Fruitmarket Gallery in Edinburgh has also structured the coming year around a small number of strong exhibitions, focusing on three tightly curated presentations. Beginning in March and curated by Paulo Venancio Filho, there is Possibilities of the Object: Experiments in Modern and Contemporary Brazilian Art. With most of the details of the show seeming to be contained in the title, it may suffice to clarify the works span from the 1960s in order to put to inspection the international impact of Brazilian Art within recent decades. As well as oft-referenced artists like Hélio Oiticica, lesser-known contemporaries and younger generations will also be included.
Later in the year, Fruitmarket have scheduled two further exhibitions. Coinciding with the Edinburgh Art Festival, influential artist and educator Phyllida Barlow will bring her materially-focused and immersive sculptural installations to the Fruitmarket – from 12 Ju-18 Oct. Taking the gallery into 2016 is Another Minimalism: Art After California Light and Space, curated by Seattle-based Melissa E. Feldman.
Coming to Glasgow, Mary Mary are looking forward to presenting the work of Lorna Macintyre from 21 Feb-4 Apr. Following her solo show in Mount Stuart as part of GENERATION during summer 2014, Macintyre will present in Mary Mary a large group of photographic prints from her personal archive which spans more than 10 years. The exhibition is expected to be purely black and white, bringing together images which she has used in past works as well as negatives that will be printed for the first time for this exhibition.
In Tramway, as well as the two exhibitions mentioned in this month’s What’s On column, in March Jessica Ramm will be in Tramway 5. Ramm is best known for her 'highly elaborated and laboriously constructed sculptural mechanisms'. In past works, for example, Ramm has pulled at a rock and documented this process with video that moves between only the rock with the rope tied around it and her feet making deeper and deeper impressions in the earth.

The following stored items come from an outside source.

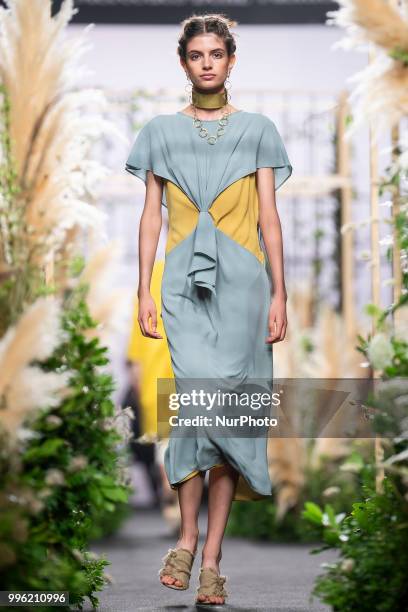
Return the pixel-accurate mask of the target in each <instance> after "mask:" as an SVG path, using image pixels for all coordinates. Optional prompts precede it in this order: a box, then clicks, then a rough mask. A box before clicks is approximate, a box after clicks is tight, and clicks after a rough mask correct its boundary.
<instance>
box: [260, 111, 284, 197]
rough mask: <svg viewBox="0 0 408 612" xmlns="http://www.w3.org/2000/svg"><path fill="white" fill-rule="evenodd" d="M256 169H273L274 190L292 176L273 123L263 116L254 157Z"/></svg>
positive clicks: (271, 121)
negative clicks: (274, 180)
mask: <svg viewBox="0 0 408 612" xmlns="http://www.w3.org/2000/svg"><path fill="white" fill-rule="evenodd" d="M256 167H257V168H274V171H275V190H276V189H278V188H279V187H280V186H281V185H283V183H284V182H285V181H286V180H287V179H288V178H289V177H290V175H291V174H292V165H291V163H290V161H289V158H288V154H287V152H286V149H285V145H284V144H283V141H282V138H281V135H280V134H279V132H278V129H277V127H276V126H275V124H274V122H273V121H272V120H271V119H269V118H268V117H265V116H263V125H262V133H261V138H260V140H259V146H258V151H257V157H256Z"/></svg>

For the Modern Institute it’s another busy year at home and internationally. From the end of March (though the dates are still provisional) in the main space of the Modern Institute, Los Angeles based Liz Larner will show works from her primarily minimalist and geometrically formal sculpture practice. Around the same time, Miami-based sculptor Mark Handforth (primarily known for large-scale site-specific work) will be exhibiting in Aird’s Lane.
A key highlight in the upcoming Modern Institute exhibitions comes in June with the Urs Fischer show. Fischer’s oeuvre is diverse, across installations, sculpture and gestural paintings. He is best known for his experimental approach to ephemeral materials and quoting in sculpture and large scale installations genres more commonly associated with painting – the reclining nude and the still life, for example.